Stand-out Emerging Caribbean Artist to Teach at St George’s University

The tradition of Grenadian excellence in the world continues, with the art career of Grenada’s own Asher Mains. To describe Mains as emerging seems insufficient to describe his rise to the international contemporary art arena. Having worked as an artist in Grenada for over 20 years, the last couple of years for Mains has culminated into him being one of the leading artists in the Southern Caribbean.

Mains has shown at the Gallery of Caribbean Art in Barbados since 2008, and locally at the Susan Mains Gallery in Grand Anse. Additionally, Mains’ work was curated for Grenada’s first official national pavilion at the Biennale di Venezia, the oldest and most prestigious biennale in the world. One curator described exhibiting work at the Venice Biennale as being on par with “being nominated for an Oscar in the art world.” Since then, Mains’ work has been shown in Brazil, Bolivia, Germany, and Switzerland, with upcoming exhibitions in Aruba, Colombia, and a few in the works for Europe and Asia. Mains has kept up a rigorous exhibition circuit while finishing a Master’s in Fine Arts in Creative Practice from Transart Institute, accredited by Plymouth University in the UK.

Asher Mains
Asher Mains

While Mains has been getting attention from international curators, his attention has been on local development and exploring how artists in Grenada can offer something unique to the international art world. In his thesis paper “Empathy of Place”, Mains discusses how embracing our locality not only can lead to an honest, authentic artistic expression, but can also help a neo/postcolonial society invest in its own symbols and icons, as opposed to consuming products as a means of cultural production. Mains is the director behind Art School Greenz, a beta format art school in Grenada with the goal of minding the gap between secondary school and a contemporary art practice. Mains is also involved with the Grenada Arts Council and assists at the Susan Mains Gallery. Mains says, “One of the primary functions of art to me is to help people engage more fully with themselves and their reality. Art is about becoming a more complete human through the process. Grenadian artists have a unique position in the world and it is good for everyone if we can develop our artists and for Grenada to continue hitting high standards globally.”

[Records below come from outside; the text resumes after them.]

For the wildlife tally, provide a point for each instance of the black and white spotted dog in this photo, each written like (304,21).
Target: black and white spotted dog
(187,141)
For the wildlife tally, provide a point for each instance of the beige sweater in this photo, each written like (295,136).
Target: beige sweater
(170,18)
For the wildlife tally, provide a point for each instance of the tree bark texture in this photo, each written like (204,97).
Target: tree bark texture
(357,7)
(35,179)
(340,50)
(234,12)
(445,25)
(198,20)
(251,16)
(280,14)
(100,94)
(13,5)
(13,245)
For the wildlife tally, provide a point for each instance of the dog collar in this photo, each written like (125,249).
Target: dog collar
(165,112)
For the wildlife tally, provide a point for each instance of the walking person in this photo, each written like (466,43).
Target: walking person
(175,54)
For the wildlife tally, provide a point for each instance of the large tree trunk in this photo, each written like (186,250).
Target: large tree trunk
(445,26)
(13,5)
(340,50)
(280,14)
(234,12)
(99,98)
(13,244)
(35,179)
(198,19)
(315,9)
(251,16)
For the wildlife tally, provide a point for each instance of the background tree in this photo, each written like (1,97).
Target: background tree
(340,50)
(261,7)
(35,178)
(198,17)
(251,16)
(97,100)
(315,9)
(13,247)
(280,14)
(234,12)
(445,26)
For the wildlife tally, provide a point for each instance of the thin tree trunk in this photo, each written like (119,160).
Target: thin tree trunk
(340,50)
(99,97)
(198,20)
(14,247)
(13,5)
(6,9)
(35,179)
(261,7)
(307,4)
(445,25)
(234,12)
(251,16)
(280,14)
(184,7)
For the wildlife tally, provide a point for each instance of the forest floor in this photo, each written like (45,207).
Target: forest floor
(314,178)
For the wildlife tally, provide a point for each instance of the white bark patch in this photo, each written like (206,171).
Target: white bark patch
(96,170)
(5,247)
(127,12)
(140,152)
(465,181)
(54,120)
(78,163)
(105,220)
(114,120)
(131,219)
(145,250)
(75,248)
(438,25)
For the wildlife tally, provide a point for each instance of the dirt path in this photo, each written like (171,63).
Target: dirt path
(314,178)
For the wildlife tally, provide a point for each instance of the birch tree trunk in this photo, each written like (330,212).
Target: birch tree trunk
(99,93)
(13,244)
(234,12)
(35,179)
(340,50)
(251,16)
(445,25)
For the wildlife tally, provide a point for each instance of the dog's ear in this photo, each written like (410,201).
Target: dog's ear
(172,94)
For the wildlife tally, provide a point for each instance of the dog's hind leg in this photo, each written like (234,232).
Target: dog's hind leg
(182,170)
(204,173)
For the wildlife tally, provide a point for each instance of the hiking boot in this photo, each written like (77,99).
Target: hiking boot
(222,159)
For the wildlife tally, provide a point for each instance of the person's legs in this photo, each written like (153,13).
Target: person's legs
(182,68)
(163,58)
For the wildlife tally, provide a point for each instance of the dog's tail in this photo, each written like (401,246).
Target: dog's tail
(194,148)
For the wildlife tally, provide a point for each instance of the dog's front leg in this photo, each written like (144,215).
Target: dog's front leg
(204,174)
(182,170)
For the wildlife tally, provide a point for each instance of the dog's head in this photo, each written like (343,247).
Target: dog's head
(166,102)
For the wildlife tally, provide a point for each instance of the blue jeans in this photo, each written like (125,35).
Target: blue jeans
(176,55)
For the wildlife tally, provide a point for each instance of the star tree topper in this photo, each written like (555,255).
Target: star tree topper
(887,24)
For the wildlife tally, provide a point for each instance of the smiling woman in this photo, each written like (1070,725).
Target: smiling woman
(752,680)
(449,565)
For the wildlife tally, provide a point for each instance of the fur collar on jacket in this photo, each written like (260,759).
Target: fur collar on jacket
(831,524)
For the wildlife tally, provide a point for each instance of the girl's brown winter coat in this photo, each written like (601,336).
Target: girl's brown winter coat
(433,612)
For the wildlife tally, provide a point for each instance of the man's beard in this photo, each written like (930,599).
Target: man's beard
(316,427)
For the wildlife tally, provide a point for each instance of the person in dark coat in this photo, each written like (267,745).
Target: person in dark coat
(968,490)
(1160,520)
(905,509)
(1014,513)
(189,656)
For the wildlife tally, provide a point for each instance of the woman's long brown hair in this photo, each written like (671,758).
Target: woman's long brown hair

This August, Mains has been brought into St George’s University’s undergrad Arts and Sciences department to teach Intro to Fine Art. “Having the 16–week format will really allow students to be introduced to art history, theory, and a lot of studio time to have a good foundation for a future as an artist, art writer, curator, or one of the many other art-related professions,” says Mains. Mains stresses that it is a priority to look at topics like art history from a non-linear perspective with a constant reference to how we contextualize topics from a Caribbean perspective. “The history of European art history is not the history of Caribbean art. There are many conversations both in art history and contemporary art that we can approach as Caribbean people where the West has little to contribute.” It is an advantage for both the students and the university to have this kind of voice on their side.